Producer and MC Mike Skinner became an even bigger name in 2004 after the release of his conceptual album 'A Grand Don't Come for Free', which brought out the sniffling in hard men everywhere with the pragmatic 'Dry Your Eyes'. 'A Grand....', and his debut 'Original Pirate Material', were both nominated for the Mercury Music Prize, and by mid- 2004 he had shifted 3m albums.
However, all was not rosy in Skinner land and by the end of summer 2004 he was holed up in his South London flat plagued by paranoia and contemplating suicide.
'The Hardest Way to Make an Easy Living' tells how he went off the rails following the death of his father from a long illness.

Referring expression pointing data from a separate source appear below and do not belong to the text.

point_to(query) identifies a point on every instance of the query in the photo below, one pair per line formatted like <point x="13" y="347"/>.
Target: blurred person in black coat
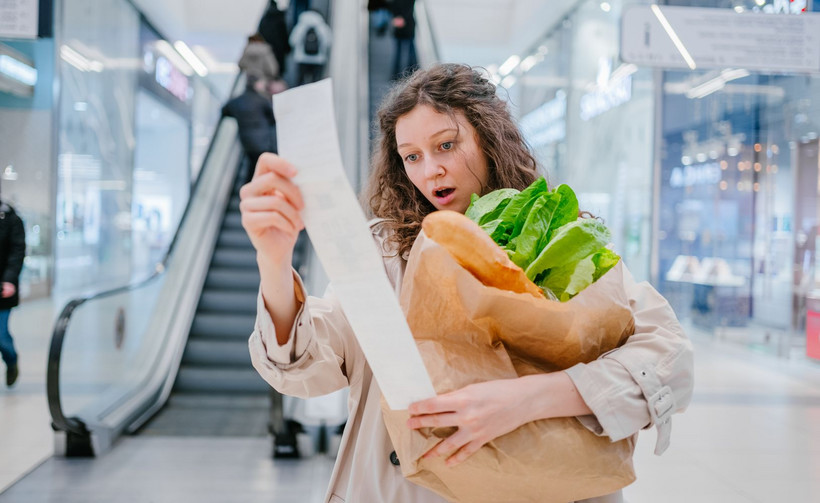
<point x="12" y="253"/>
<point x="253" y="111"/>
<point x="404" y="31"/>
<point x="274" y="29"/>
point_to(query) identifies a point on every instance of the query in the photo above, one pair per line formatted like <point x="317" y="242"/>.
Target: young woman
<point x="444" y="136"/>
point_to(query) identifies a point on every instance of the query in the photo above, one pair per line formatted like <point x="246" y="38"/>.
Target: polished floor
<point x="751" y="435"/>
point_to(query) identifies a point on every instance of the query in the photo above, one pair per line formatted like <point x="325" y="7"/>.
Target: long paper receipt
<point x="338" y="229"/>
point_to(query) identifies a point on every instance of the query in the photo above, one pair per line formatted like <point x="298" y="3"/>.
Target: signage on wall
<point x="612" y="89"/>
<point x="19" y="18"/>
<point x="702" y="38"/>
<point x="547" y="123"/>
<point x="696" y="174"/>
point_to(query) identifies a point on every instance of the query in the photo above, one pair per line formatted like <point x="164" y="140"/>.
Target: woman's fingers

He also spills his woes from the coalface of fame - trashing hotel rooms, losing thousands of pounds spread betting, fighting with his manager, the lack of challenge these days in pulling girls. Poor lamb.
Although there's less of Skinner's signature twisted garage flavour on this one, the hooks and beats are just as strong, and his blend of hip hop/mutated synthetic pop and crazy lyrics work so well together.
Among the highlights, 'Pragin' Out' has Skinner back from tour and snorting cocaine at 11.45am. His iron has been on for a month and his life is in chaos. Also standing out is the beautiful ode to his late father, 'Never Went to Church', which has Skinner feeling lost and searching for meaning amid a choir-like melody.
The geezer arrogance shines through in 'War of the Sexes' as he doles out pulling advice which recommends concentrating on a girl's boyfriend to get her attention. The lyrics "Get close to the lamb but then glance and turn to the man" do not endear. 'How to Con an Honest John' is vintage Streets' stuff which could easily double job as the script to a Guy Richie movie.
The title track is the only low point and deals in the dull subject matter of meetings, lawyers, budget accounts - all wrapped up in a weak chorus. The irresistible 'When You Wasn't Famous' tells of a night spent with a mystery famous pop star who smoked crack with him - a story the red tops gleefully seized. All a bit cheeky considering in 'Pragin' Out' he moans that the girl he is with will probably 'sell-tell'.
Elsewhere Skinner examines Anglo-American relations, going nuts on stage over what he thought was fake Streets merchandise, retail therapy and infidelity. It's a mix of themes with party songs intermingling with the existential strife.
Written and recorded on laptop over two years, Mike Skinner scores another hit with catchy tunes that prove - although wildly famous now, as he likes to remind us - he is as honest and talented as ever.